What a lovely expression that is: the Big Five (not, I hasten to add, the Famous Five, who were more useful in fighting all sorts of national and international baddies, as I recall).
It is redolent of early twentieth century and inter-war politics. Then it became the Big Three, then the two Superpowers and then there was one with the EU aspiring to be the other and so on.
The Big Five in this case are Britain, France, Germany, Italy and Spain and their interior ministers met this week in Granada to co-ordinate the fight against terrorism. One wonders whether Charles Clarke regaled them with his own tales of woe at the stroppy House of Lords that would not let him pass whatever legislation he wanted in whatever form he wanted.
Anyway, they met in Granada and came to various agreements: to co-ordinate their approach to North African countries in order to be able to deport terror suspects back to their homeland. Actually, the French seem to be doing this already without any co-ordination and a goodly number of the terror suspects in Britain are not from North Africa. But never mind, it’s the thought that counts.

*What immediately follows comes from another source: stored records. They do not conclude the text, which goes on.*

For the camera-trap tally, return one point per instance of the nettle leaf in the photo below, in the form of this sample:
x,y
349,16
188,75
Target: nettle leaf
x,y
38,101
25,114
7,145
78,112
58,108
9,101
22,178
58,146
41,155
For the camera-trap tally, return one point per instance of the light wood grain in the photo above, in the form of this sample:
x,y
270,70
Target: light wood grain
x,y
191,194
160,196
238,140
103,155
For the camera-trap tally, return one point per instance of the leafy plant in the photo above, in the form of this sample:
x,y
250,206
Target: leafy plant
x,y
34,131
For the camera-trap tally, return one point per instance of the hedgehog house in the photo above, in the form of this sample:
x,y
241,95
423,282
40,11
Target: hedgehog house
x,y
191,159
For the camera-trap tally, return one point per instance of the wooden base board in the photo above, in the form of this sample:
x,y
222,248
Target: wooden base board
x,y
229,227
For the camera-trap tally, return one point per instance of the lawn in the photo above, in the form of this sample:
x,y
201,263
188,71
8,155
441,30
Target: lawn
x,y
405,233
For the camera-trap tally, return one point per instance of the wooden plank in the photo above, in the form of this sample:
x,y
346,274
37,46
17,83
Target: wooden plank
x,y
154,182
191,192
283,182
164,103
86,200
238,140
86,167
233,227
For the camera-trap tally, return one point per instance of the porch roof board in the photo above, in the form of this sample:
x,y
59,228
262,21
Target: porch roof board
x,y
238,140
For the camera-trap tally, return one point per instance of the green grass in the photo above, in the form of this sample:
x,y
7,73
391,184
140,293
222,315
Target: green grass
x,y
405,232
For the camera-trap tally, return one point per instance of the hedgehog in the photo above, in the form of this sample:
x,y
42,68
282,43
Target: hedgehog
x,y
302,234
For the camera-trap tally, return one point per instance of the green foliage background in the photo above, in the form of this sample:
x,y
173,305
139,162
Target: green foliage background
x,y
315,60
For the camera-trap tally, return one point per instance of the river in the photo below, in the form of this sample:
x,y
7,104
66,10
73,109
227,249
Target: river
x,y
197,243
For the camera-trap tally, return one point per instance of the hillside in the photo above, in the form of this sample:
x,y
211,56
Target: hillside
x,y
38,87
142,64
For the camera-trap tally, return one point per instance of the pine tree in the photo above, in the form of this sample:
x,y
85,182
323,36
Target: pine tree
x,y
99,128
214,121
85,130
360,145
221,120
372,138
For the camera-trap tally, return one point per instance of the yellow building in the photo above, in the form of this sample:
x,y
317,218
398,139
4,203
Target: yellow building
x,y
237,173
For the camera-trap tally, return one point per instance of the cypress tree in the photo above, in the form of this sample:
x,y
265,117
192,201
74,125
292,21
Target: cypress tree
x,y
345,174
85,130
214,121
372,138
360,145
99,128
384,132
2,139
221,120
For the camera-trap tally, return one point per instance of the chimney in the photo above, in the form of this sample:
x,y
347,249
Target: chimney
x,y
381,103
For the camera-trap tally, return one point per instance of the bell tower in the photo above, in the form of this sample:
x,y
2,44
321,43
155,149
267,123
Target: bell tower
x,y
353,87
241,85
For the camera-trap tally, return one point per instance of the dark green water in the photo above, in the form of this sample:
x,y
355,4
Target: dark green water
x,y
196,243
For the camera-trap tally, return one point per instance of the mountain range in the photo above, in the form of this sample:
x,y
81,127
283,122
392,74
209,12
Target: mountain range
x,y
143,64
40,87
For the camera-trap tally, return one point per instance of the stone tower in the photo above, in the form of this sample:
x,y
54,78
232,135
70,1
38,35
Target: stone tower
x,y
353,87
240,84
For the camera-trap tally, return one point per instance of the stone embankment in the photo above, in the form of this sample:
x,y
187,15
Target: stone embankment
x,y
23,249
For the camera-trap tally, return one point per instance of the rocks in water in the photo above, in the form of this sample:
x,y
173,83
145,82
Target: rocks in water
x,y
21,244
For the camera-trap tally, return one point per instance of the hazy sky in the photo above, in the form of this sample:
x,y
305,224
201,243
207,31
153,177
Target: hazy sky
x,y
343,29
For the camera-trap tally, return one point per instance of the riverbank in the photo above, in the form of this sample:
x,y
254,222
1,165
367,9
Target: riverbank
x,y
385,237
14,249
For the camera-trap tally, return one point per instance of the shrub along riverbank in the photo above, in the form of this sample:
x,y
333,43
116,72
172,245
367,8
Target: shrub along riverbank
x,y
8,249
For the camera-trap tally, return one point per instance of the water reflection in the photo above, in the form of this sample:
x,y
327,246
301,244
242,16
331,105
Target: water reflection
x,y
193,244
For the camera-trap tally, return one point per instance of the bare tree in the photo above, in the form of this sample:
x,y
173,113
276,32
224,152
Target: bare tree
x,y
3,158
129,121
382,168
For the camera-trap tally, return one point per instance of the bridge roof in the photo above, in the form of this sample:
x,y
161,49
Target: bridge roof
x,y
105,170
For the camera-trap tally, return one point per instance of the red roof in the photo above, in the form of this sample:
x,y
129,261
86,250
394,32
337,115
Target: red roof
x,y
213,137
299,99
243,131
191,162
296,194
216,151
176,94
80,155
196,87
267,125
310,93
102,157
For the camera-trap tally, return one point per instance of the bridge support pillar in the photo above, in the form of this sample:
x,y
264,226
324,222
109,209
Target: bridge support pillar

Agreement was reached on better sharing of information on such matters as fingerprinting, DNA, ballistics, criminal intelligence, stolen vehicle and identity theft. The precise method of sharing this information will be decided by a panel of experts to be set up, though the principle of it all was agreed by the ministers at the meeting.
There will be further work to develop exchange of information on people suspected of activities related to terrorism and on sharing information about air passenger movement.
There may be joint action to shut down websites of fanatical groups. This is a little ominous as the definition of fanatical is rather vague. If they mean terrorist then this may be the right time for France and Spain to stop pandering to some of their own Islamic groups and recognize Hizbollah and Arab Jihad as just that.
One cannot help asking: were there no exchanges of information between police forces in the past before the great and good Javier Solana came along and demanded greater co-ordination of activity? Was Interpol not operative? In fact, why do we never hear that word in these discussions?
Could it be that all these agreements have nothing to do with the fight against terrorism and everything with the ongoing attempts to integrate police and judicial activity across the European Union?